Dopo l’impatto con un autobus non si era fermata: condannata a 8 mesi per omissione di soccorso

Per la donna anche il ritiro della patente per due anni e mezzo. L’incidente avvenne il 2 febbraio 2019 fra Roata Rossi e Busca. L’imputata: “Non mi ero accorta di nulla”

Dopo l’impatto con un autobus non si era fermata: condannata a 8 mesi per omissione di soccorso

Si era improvvisamente spostata sulla sinistra proprio mentre l’autobus della linea Cuneo-Saluzzo, che la seguiva, stava iniziando la manovra di sorpasso.

L’autista del mezzo non era riuscito a mantenere il controllo e si era incanalato nel fosso a bordo strada. Fortunatamente nessuno dei dieci passeggeri che si trovavano a bordo aveva riportato seri danni, se non molto spavento e qualche contusione.

Oggi il tribunale di Cuneo ha condannato la donna che era alla guida dell’auto a 8 mesi e 15 giorni di reclusione per omissione di soccorso, oltre alla sospensione della patente per due anni e mezzo. L’incidente era avvenuto il 2 febbraio 2019 lungo la provinciale 589 fra Roata Rossi e Busca. La signora non si era fermata nonostante la vettura, di proprietà del figlio, nell’impatto con il bus avesse perso lo specchietto retrovisore sinistro e avesse subito danni alla fiancata.

L’autista del bus ha raccontato come la vettura che lo precedeva si fosse spostata proprio mentre si accingeva a sorpassarla: “Andavo a velocità molto bassa, ai 40 km/h. Era nevicato ma la strada abbastanza pulita. Dopo l’impatto non sono più riuscito a tenere il mezzo e sono finito nel fosso. La mia prima preoccupazione è stata verso i passeggeri: una ragazza era rimasta molto scossa mentre un altro aveva battuto la testa”. Il conducente era stato sanzionato “anche se dove avevo iniziato la manovra non c’era la striscia continua”.

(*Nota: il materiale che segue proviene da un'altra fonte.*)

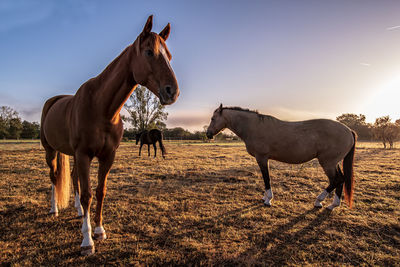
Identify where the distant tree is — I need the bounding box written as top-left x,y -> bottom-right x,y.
123,85 -> 168,132
336,113 -> 372,140
372,116 -> 399,149
163,127 -> 191,140
386,120 -> 400,149
7,118 -> 23,139
20,121 -> 40,139
0,106 -> 22,139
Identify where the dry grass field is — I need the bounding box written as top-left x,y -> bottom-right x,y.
0,140 -> 399,266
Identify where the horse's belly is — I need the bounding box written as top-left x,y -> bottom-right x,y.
271,147 -> 316,164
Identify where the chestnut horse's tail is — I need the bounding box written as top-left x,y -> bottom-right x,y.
343,130 -> 357,208
55,152 -> 71,209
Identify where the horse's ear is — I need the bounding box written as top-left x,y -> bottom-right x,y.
218,103 -> 223,114
142,15 -> 153,36
159,23 -> 170,41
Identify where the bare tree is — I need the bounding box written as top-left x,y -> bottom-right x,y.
123,85 -> 168,132
372,116 -> 400,149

L’imputata, una donna di 65 anni residente a Busca, ha detto di non essersi assolutamente accorta dell’impatto con l’autobus: Stavo guidando l’auto di mio figlio, che si trovava sul sedile posteriore insieme al mio nipotino che piangeva facendo i capricci. La strada era brutta e io cercavo di mantenere la distanza di sicurezza dell’auto perché la vettura che avevo davanti, dopo avermi sorpassata, continuava a frenare. Non avevo nessuna intenzione di superarla, ma può darsi che per evitarla mi sia spostata un po’. Non ho sentito l’urto perché il bambino urlava e mio figlio cercava di calmarlo”.

Soltanto arrivati a casa di quest’ultimo si sarebbero resi conto che mancava lo specchietto sinistro: “Con l’auto di mia figlia siamo tornati indietro per cercarlo e capire cosa era successo”. Sul luogo dell’incidente i carabinieri li avevano sentiti e subito dopo erano andati a Busca per controllare lo stato della vettura danneggiata.

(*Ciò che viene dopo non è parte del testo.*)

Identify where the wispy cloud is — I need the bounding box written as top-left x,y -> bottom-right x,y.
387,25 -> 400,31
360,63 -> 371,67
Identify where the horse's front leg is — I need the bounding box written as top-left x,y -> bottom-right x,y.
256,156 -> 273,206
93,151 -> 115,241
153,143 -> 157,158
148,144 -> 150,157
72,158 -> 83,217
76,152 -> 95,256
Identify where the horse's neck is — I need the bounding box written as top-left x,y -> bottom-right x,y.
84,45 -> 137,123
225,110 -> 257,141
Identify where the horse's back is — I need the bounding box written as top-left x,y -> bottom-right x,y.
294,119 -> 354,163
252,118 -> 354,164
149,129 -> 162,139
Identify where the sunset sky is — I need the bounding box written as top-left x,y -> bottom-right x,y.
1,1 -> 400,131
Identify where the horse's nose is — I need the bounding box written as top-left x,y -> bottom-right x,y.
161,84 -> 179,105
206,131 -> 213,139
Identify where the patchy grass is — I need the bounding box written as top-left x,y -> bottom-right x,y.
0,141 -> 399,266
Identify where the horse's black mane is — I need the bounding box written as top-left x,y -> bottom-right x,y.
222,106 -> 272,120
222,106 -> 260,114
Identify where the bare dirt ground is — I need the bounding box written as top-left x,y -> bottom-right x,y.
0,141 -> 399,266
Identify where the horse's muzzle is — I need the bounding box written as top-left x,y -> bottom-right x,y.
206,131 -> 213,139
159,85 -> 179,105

Secondo il pm Raffaele Delpui, che aveva chiesto la condanna a dieci mesi, la donna dopo l’impatto avrebbe dovuto fermarsi e prestare assistenza poiché erano rimasti coinvolti alcuni passeggeri dell’autobus: “Invece era andata fino a casa ed era tornata soltanto per far sparire lo specchietto”.

La difesa aveva sostenuto la totale estraneità ai fatti dell’imputata: “E’ una mamma e nonna, non si sarebbe mai azzardata a compiere un sorpasso con quelle condizioni della strada. E’ stato il conducente del bus a eseguire una manovra pericolosa, cercando di sorpassare più veicoli con la linea di mezzeria coperta dalla neve”.